4. Swap Too Faced Better Than Sex Mascara ($24) for L’Oréal Voluminous Lash Paradise ($9.99)
I’ve raved on here previously for my love of cult classic Too Faced Better Than Mascara, and how it gives me the dramatic, long lashes I love. But if you can’t justify spending $24 on mascara, using L’Oreal Lash Paradise gave me almost identical results, for a little over half the price. And while some may consider this superficial (I don’t — an aesthetically-pleasing makeup vanity makes me happy), it also comes in a millennial pink tube and looks just as pretty.

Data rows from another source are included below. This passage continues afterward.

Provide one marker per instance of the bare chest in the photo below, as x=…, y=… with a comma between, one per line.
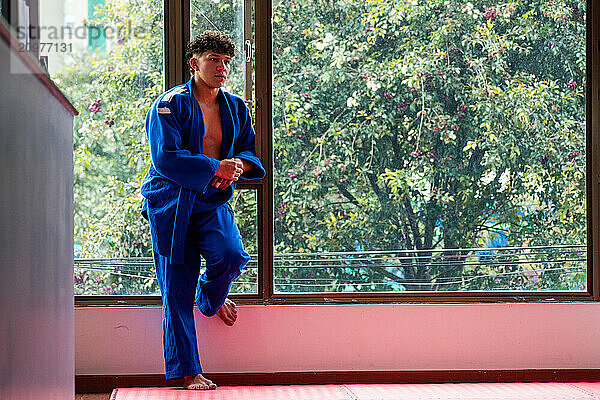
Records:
x=213, y=132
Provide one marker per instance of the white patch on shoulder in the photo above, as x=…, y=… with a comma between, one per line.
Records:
x=176, y=90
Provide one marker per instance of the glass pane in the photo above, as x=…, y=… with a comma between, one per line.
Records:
x=107, y=57
x=244, y=206
x=228, y=17
x=429, y=145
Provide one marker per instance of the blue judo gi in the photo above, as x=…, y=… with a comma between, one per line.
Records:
x=189, y=218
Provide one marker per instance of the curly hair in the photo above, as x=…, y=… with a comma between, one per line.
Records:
x=216, y=41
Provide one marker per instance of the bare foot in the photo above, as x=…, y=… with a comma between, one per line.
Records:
x=228, y=312
x=198, y=382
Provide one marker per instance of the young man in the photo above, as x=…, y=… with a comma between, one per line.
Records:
x=201, y=141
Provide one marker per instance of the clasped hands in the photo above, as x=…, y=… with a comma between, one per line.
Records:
x=229, y=171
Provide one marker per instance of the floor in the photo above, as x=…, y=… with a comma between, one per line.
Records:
x=448, y=391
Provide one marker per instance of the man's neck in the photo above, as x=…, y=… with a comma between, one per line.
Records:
x=203, y=93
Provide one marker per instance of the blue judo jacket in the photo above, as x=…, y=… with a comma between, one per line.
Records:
x=179, y=174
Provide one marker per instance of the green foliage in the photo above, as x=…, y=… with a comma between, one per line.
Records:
x=418, y=125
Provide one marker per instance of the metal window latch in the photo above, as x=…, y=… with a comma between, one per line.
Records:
x=249, y=54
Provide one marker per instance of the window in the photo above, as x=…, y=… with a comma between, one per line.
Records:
x=112, y=78
x=420, y=151
x=429, y=146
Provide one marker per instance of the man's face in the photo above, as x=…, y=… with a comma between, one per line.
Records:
x=211, y=68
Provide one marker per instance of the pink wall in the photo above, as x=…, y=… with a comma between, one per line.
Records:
x=350, y=337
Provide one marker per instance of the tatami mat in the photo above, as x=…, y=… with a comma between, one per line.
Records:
x=446, y=391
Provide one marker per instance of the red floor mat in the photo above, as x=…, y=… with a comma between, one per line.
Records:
x=447, y=391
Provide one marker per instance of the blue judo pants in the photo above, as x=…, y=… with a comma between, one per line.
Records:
x=213, y=235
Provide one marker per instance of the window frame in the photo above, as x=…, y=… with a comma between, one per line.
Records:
x=177, y=33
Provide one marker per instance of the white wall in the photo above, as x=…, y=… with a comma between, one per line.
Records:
x=122, y=341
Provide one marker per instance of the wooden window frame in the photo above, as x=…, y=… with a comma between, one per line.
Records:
x=177, y=33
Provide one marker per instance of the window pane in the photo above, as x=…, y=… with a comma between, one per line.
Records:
x=227, y=17
x=107, y=57
x=429, y=145
x=244, y=206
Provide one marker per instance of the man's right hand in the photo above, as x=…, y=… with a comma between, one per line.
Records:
x=230, y=169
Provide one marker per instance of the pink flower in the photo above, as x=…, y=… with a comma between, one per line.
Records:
x=490, y=13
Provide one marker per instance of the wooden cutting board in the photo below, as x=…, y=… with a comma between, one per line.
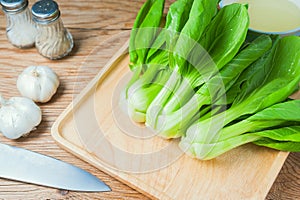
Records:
x=94, y=128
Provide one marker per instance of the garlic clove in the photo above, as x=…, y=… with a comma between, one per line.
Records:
x=38, y=83
x=18, y=117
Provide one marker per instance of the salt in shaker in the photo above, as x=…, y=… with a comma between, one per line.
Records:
x=53, y=40
x=20, y=29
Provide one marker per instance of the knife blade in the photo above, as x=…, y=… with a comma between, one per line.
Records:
x=27, y=166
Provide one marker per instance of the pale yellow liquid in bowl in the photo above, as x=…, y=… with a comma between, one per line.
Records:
x=272, y=15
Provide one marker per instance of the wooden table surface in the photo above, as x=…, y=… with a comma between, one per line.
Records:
x=90, y=22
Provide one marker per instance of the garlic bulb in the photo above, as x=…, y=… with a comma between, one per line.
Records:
x=18, y=116
x=38, y=83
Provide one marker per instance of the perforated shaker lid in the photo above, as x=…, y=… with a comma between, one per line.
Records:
x=45, y=11
x=13, y=5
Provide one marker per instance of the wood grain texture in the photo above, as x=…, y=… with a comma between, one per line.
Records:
x=90, y=22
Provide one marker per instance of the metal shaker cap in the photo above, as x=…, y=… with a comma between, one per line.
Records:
x=14, y=5
x=45, y=11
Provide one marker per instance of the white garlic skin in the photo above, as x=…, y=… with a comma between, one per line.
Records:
x=38, y=83
x=18, y=117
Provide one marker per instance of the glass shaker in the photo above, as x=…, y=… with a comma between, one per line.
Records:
x=53, y=40
x=20, y=29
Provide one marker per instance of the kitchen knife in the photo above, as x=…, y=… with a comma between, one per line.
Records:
x=30, y=167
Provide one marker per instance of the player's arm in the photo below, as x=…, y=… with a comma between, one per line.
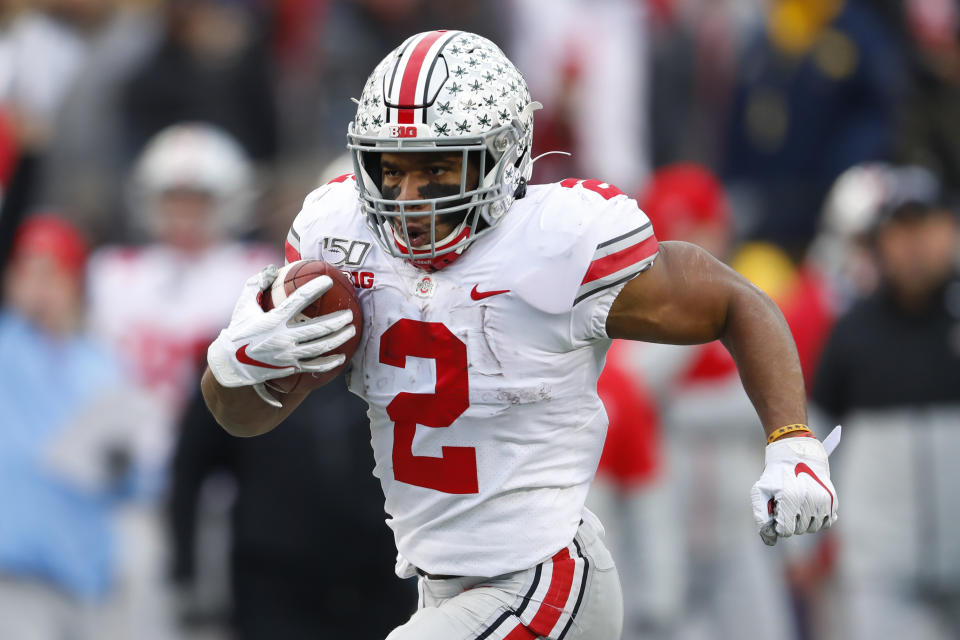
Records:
x=689, y=297
x=261, y=345
x=241, y=411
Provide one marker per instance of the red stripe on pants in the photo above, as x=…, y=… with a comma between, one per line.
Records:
x=560, y=584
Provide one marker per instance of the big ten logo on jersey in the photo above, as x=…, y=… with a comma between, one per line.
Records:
x=403, y=131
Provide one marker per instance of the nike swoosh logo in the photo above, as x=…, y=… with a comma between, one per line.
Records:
x=480, y=295
x=245, y=359
x=803, y=468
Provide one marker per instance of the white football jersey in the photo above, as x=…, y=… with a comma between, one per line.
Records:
x=159, y=309
x=481, y=378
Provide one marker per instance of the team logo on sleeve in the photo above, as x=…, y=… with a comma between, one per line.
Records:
x=424, y=287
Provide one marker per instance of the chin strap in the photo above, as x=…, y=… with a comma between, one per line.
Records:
x=429, y=262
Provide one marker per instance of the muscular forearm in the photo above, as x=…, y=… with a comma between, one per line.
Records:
x=688, y=297
x=760, y=342
x=240, y=411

Of course, if your budget allows, there’s nothing wrong with occasionally splurging on some of the aforementioned pricier items in the name of self-care or just because you want to (with no reason attached), so long as you’re not sacrificing your financial health as a result. However, if you’re someone who likes beauty — whether it be makeup, skin care, or hair care — but doesn’t have a lot of discretionary income to spend on it, there’s usually cheap alternatives on the market that work just as well (and sometimes better) as the popular beauty items you see celebrities, beauty gurus, and your fellows beauty lovers touting on and off the internet. Indulging in beauty doesn’t have to be an expensive pursuit.